I wonder if the cab drivers are freelancing for one of them now. Yellow Cab, SF’s largest taxi company, is for sale By Joe Fitzgerald Rodriguez on November 21, 2016 San Francisco’s largest cab company is officially for sale. Perhaps the first major casualty in the war with ride-hail industry heavyweights Uber and Lyft, Yellow Cab Cooperative was announced as a “BUSINESS FOR SALE – Largest San Francisco Taxi Cab Company” in an email circulating Monday. “Yellow Cab Co-Op is basically over,” said Carl Macmurdo, president of the Medallion Holders Association. Yellow Cab owns roughly 500 taxis, according to the sale letter, and has 10 years remaining on a lease of commercial property that has a 350 stall parking lot and 26,000 sq. ft. office facility. Revenue for the fiscal year 2015 was about $24 million, according to the letter, which was sent by the Taxicab, Limousine & Paratransit Association.

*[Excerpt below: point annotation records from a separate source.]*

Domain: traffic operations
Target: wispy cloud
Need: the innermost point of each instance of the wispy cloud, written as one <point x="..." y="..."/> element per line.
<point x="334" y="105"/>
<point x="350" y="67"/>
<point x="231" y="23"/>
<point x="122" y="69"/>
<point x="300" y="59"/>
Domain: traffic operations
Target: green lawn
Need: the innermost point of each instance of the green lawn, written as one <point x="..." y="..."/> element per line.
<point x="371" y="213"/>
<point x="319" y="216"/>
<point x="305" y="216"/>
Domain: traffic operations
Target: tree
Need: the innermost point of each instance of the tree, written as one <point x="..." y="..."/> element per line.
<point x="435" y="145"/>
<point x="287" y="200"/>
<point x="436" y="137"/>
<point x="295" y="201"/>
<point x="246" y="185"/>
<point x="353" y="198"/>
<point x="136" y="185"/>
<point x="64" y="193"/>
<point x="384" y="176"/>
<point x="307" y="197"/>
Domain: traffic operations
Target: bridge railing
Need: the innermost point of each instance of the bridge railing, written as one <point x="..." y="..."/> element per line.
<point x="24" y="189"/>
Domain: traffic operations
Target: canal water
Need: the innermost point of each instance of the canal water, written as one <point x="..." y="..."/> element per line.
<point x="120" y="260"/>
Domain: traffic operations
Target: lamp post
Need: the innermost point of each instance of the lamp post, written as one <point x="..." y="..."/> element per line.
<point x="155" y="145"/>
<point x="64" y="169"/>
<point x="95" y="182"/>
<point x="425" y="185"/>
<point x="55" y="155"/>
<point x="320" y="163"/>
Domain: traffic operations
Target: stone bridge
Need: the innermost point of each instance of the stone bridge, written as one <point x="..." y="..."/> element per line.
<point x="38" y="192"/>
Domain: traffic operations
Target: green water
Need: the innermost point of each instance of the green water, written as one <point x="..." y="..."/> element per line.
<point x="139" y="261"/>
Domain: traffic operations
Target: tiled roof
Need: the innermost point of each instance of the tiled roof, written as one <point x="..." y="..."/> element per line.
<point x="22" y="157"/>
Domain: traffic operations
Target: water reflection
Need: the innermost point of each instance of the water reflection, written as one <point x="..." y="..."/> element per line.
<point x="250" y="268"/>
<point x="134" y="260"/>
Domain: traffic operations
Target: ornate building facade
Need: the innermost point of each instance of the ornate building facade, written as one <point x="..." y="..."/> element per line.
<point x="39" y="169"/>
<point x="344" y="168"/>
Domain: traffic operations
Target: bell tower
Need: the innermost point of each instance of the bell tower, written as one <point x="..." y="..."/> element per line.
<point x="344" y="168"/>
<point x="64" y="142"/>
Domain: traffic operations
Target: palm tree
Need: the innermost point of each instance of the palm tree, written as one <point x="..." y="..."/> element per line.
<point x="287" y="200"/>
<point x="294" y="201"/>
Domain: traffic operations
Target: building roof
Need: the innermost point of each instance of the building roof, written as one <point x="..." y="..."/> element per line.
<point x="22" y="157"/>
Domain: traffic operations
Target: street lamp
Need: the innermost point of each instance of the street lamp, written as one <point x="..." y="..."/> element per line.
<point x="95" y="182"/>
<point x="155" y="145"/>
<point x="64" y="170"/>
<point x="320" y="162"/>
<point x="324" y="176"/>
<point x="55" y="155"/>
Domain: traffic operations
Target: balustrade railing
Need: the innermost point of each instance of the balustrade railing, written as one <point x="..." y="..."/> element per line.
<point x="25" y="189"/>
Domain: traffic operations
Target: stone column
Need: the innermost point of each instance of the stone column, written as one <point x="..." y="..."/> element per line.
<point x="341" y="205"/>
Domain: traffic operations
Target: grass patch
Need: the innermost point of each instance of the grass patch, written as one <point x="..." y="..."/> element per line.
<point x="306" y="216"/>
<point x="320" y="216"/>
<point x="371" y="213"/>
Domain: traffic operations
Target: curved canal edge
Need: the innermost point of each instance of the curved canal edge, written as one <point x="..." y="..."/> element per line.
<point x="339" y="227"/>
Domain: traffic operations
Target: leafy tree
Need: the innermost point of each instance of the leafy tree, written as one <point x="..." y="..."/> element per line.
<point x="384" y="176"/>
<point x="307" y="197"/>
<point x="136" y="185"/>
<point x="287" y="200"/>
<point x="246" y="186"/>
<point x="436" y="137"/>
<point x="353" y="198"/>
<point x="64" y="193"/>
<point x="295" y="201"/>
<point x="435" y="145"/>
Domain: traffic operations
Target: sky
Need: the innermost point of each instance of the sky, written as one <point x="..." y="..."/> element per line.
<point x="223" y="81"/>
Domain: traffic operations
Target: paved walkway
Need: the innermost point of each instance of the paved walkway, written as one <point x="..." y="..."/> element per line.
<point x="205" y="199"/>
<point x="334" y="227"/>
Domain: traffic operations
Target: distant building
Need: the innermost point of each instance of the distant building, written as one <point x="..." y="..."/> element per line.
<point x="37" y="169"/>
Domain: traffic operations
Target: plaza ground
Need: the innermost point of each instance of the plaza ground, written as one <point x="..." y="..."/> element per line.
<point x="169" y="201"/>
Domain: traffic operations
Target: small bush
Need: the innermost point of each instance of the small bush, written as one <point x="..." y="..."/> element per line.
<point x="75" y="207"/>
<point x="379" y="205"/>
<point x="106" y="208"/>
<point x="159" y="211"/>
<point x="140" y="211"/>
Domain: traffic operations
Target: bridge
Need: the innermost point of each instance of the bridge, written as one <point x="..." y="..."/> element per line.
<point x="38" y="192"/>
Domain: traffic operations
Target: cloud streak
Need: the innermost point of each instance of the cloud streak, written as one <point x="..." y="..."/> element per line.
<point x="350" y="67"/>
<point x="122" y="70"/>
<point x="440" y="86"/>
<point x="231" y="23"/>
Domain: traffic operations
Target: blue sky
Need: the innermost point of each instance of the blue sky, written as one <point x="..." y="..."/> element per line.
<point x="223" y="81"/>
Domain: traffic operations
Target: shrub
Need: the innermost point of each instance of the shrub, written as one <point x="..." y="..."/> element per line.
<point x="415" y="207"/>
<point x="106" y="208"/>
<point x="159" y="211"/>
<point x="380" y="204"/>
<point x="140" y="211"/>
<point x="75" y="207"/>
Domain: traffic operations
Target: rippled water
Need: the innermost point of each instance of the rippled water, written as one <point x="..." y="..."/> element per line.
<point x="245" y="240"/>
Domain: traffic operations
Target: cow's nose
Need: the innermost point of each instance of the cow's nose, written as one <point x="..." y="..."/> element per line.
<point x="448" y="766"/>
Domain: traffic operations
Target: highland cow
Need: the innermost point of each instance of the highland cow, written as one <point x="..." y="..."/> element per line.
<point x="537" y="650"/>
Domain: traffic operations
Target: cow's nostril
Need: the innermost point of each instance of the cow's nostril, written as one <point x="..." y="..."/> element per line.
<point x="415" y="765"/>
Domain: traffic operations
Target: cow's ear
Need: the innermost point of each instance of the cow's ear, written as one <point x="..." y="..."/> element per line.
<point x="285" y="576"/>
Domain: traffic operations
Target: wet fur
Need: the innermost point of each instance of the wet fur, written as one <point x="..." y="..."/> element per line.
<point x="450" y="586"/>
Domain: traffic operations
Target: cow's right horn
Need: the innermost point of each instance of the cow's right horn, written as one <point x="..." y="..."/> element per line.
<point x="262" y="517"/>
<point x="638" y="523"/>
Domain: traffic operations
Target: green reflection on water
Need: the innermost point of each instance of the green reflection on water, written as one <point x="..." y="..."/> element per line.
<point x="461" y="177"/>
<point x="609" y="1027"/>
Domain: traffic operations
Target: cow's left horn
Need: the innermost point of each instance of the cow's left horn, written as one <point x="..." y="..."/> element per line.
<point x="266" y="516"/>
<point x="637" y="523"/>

Court documents from Yellow Cab’s bankruptcy filings show on Nov. 15 Thomas Carlson, a Northern District Court bankruptcy judge, took control of the sale of Yellow Cab from the cooperative and gave it to a trustee, instead. In a subpeona of Yellow Cab communications and files, it was revealed the cooperative ceased paying its members in 2015 as it was “not generating enough revenue to give checks to the members,” according to court documents. Jim Gillespie, Yellow Cab’s former president, made the decision to stop the payments, and discussion of their financial woes extended several years leading up to 2015. In her deposition, Yellow Cab Co-Op President Pamela Martinez said, “Too much money was being allocated to owners, then there wasn’t any money.” Yellow Cab filed Chapter 11 bankruptcy in January, which was first reported by the San Francisco Examiner. At the time, Yellow Cab said much of its business woes were due to millions of dollars in lawsuits stemming from accidents, with one settlement reaching as high as $8 million, which bled the company. But a letter obtained by the Examiner from Yellow Cab top brass also said the company had a difficult time filling shifts in the business climate created by Uber and Lyft.